What inspired/influenced you to make the work?

I still live in Berlin and I usually find the stories and political issues I am interested in literally outside my front door. The drastic changes this city has experienced during the last 30 years since the wall came down, for example, are impossible to overlook and have almost rendered the city unrecognizable. Neoliberal urban planning policies, gentrification, as well as large reactionary building projects like the resurrection of the Prussian city palace, create a city exclusively for tourists and the rich, while long-established communities are pushed out. Nevertheless, there is still a lot of activist energy left in the city to fight against investors and rampant privatization. There is currently a huge campaign for a referendum to de-privatize 240,000 apartments, bringing them under public control.

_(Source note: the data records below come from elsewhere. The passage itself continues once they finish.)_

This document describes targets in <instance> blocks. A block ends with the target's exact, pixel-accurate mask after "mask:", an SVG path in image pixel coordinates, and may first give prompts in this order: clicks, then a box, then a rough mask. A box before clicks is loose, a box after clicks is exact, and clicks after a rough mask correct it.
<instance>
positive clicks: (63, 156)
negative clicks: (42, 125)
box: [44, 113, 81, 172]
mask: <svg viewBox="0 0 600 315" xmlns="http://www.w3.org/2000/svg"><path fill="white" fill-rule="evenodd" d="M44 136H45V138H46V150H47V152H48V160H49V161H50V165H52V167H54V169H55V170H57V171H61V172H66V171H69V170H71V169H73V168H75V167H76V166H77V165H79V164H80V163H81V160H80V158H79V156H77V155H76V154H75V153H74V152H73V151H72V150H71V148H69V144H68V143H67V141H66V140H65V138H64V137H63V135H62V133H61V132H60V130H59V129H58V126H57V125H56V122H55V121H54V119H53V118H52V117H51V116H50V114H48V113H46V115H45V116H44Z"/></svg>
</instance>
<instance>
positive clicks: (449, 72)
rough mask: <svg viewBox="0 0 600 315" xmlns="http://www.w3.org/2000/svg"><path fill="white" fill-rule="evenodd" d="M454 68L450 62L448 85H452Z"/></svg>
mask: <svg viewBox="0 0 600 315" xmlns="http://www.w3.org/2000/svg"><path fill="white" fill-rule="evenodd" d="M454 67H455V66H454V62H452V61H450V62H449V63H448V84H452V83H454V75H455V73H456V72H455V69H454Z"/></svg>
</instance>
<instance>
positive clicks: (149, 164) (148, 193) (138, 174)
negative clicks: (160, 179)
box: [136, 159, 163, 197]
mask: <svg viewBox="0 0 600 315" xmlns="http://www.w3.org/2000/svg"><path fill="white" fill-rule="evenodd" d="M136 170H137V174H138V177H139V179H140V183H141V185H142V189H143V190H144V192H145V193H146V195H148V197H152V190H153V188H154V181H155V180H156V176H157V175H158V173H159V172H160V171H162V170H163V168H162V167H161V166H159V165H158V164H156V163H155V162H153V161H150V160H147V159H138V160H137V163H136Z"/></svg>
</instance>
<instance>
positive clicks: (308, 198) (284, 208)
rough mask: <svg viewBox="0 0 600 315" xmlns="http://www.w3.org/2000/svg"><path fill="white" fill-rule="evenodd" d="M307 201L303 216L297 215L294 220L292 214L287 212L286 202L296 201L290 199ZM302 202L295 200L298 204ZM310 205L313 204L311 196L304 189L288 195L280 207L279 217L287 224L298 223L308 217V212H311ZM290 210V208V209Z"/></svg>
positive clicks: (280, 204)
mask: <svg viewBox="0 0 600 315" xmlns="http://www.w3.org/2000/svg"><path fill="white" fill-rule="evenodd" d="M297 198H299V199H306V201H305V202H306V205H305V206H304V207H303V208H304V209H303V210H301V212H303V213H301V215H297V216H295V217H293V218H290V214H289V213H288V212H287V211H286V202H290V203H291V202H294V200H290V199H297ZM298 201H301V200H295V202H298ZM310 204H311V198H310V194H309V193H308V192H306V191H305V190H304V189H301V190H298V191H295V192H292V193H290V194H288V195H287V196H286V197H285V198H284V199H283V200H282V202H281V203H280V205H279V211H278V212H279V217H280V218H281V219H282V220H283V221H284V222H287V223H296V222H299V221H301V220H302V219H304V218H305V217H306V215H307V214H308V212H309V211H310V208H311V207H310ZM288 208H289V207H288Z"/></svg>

These gestures of resistance—and also solidarity–inspire me.

Biography

Kerstin Honeit (German, b. 1977) works as a filmmaker and artist with different forms of staging. Honeit’s artistic research focuses on the investigation of representational mechanisms in the production of hegemonic imagery in connection with cultural and linguistic modes of translation, especially in the cinematographic context. Her works have been shown at HMKV Dortmund, International Short Film Festival São Paulo, Ruhrtriennale, Kunsthalle Rostock, Off Biennale Cairo, Videoart at Midnight, MMOMA - D’EST, HKW Berlin, SixtyEight Art Institute Kopenhagen, Kunstmuseum Bonn, and many more.